There is something remarkable about a room full of people at Cannabis Europa. Lawyers and laboratory scientists stand next to pharmacists and financial analysts. Cultivators compare notes with compliance officers. Clinicians talk to chief executives. It is, on the surface, a conference like many others: lanyards, panel sessions, the particular echo chamber of an industry in conversation with itself.
But look a little closer and you’ll actually see each point of a supply chain made visible. Every person in that room occupies a stage in a journey that begins in a grow room and ends, if everything goes right, in a patient’s life being meaningfully improved. The fact that they are all in the same place, talking, debating, building relationships based on corporate and personal stories, is itself a sign of how far the medical cannabis industry has come.
But equally, it exposes how much further it still has to go.
Every medicine begins somewhere physical. For medical cannabis, it begins as a plant, more precisely, in the controlled environment of a licensed cultivation facility, where the gap between growing a plant and producing a pharmaceutical ingredient is measured in years of research and hundreds of discarded varieties.
The complexity of medical cannabis makes it stand out, and why it has captured a personal commitment to educating, raising awareness, and breaking down the stigma that is held against it. The industry is based on real life stories, so, we decided to hear first-hand how different roles contribute to the overall system, allowing patient access to cannabis based medical products.
The drive for awareness
Through hearing a series of interviews (read more here), listening to panels, and speaking to people more candidly, the jigsaw of cultivation to conference began to fit together.
The opening remarks were given by former British Heavyweight champion, Derek Chisora, and founder of Prohibition Partners, Stephen Murphy. The talk immediately set the tone for the conference, by discussing pain and the misconceptions around medical cannabis, the need for education and awareness was positioned as a priority for the industry.
This led into a panel that explored what direction European medical cannabis is going. Of course, in the current climate, there are big discussions around AI and the technical potential of how different LLM models will shape healthcare, the panel was balanced with the biopharmaceutical advancements, truly marking science and research as a core principle of what is to come.
An interesting takeaway from the conference came stemmed from a panel on Deal Flow and Due Diligence: Inside Europe’s next M&A wave. Although the topic sits outside my own knowledge base or experience, it was fascinating to hear about industry integration and how this is the important factor, not just acquiring a company. Although applicable in most industries, it felt particularly strong considering how important each role on the science to supply journey is.
Continuing themes around patient access, another panel explored innovation in the UK Cannabis Market. Insight from Martin Dickie, CEO of Waterside Pharmaceuticals, demonstrated that there was both space and demand for new approaches, and new companies, to ultimately provide patients with medical infrastructure and treatment. The need for excellence, and continuity of care was reinforced by other members on the panel.
Patient centred care
It was encouraging to hear both cultivators and clinicians taking a patient centric approach. Carola Perez, co-founder of the patient led organisation, We, the Patients, is renowned for being the voice of representation and building awareness. The conference this year clearly showed the importance of patient presence.
The medical cannabis industry cannot be simplified to purely ‘plant to patient’. There are fundamental stages within the journey that remain less visible to the outside world and perhaps continue to be the most misunderstood. The image of cannabis as something grown informally and consumed casually is not wrong in every context, but it does create the wrong image here.
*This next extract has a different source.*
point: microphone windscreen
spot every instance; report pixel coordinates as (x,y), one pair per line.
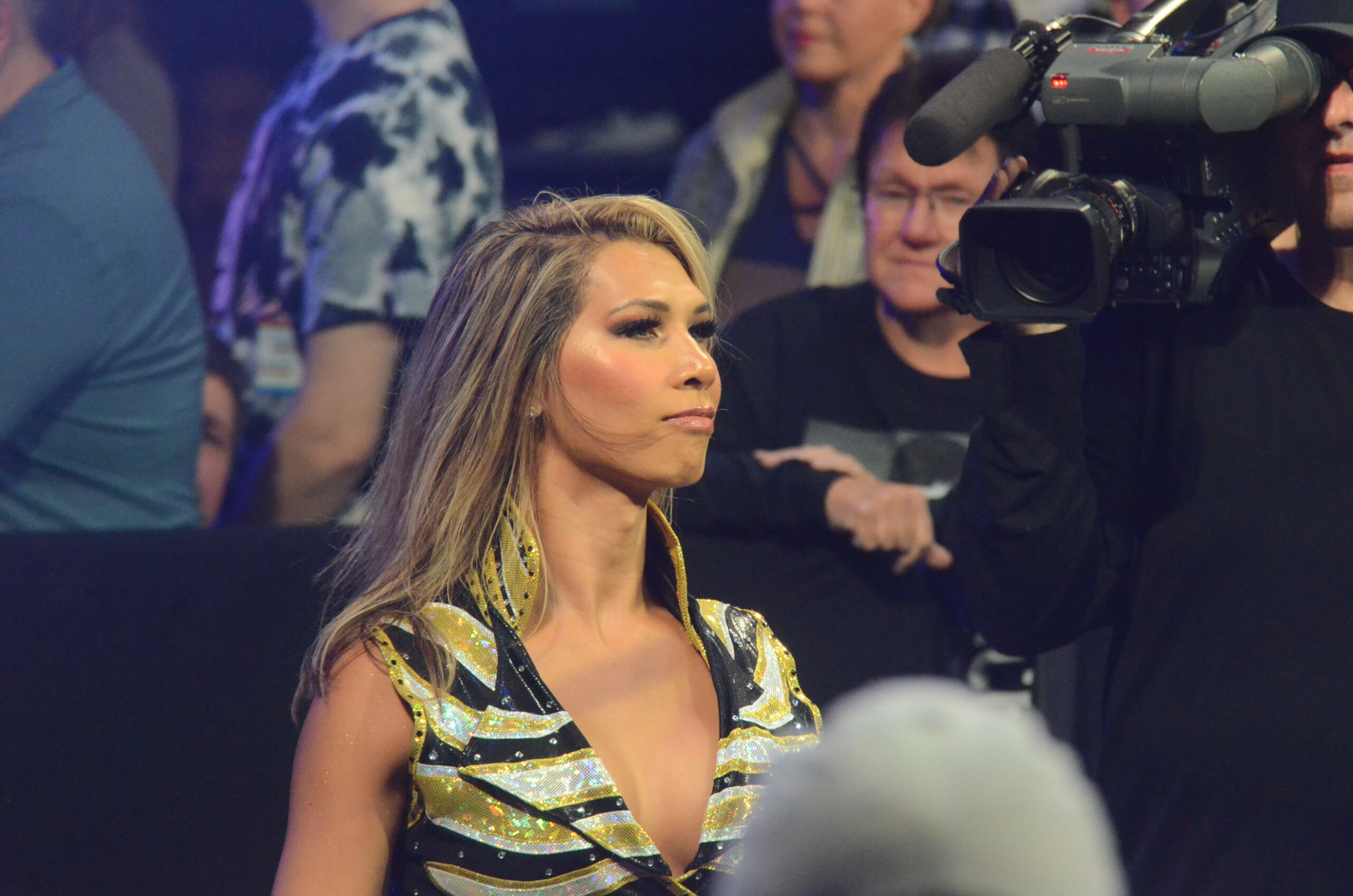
(988,92)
What Curaleaf International, and its various manufacturing operations produce, are pharmaceutical products, held to pharmaceutical standards, with a pharmaceutical chain of accountability running through every stage.
For Curaleaf International, interviews during the conference amplified that decision is captured in two words: science first. Juan Martinez, CEO of Curaleaf International, was direct about the challenge that shaped that commitment. The only option is for data-driven outcomes to guide innovation, research and development. This requires investment and vertical oversight to ensure excellence at every stage.
It is a model that recognises something important: cannabis is not one medicine. It is a plant with hundreds of compounds, interacting with different conditions, in different patients, in different ways. Highly formulated, evidence-derived products, tailored to specific conditions rather than applied generically, are not just a commercial differentiator. Working away from traditional formulations and flower, there is a vast portfolio of medicines that companies are exploring.
Science to supply
As an observer, and there to capture stories, it felt in a very real sense, like the concept of science to supply was obvious. An event rooted in networking and industry amplification, Cannabis Europa, was a unique environment where people come together, working across every stage of the science to supply chain, from cultivation to conference, and from research to patient access.
The medical cannabis industry is evolving. The evidence base is growing but incomplete. The regulatory landscape is complex and uneven, especially across international markets. The public understanding of what this medicine is and how seriously it is made remains, in many places, behind the reality. As the conference outlined, increased education and awareness is what must come next.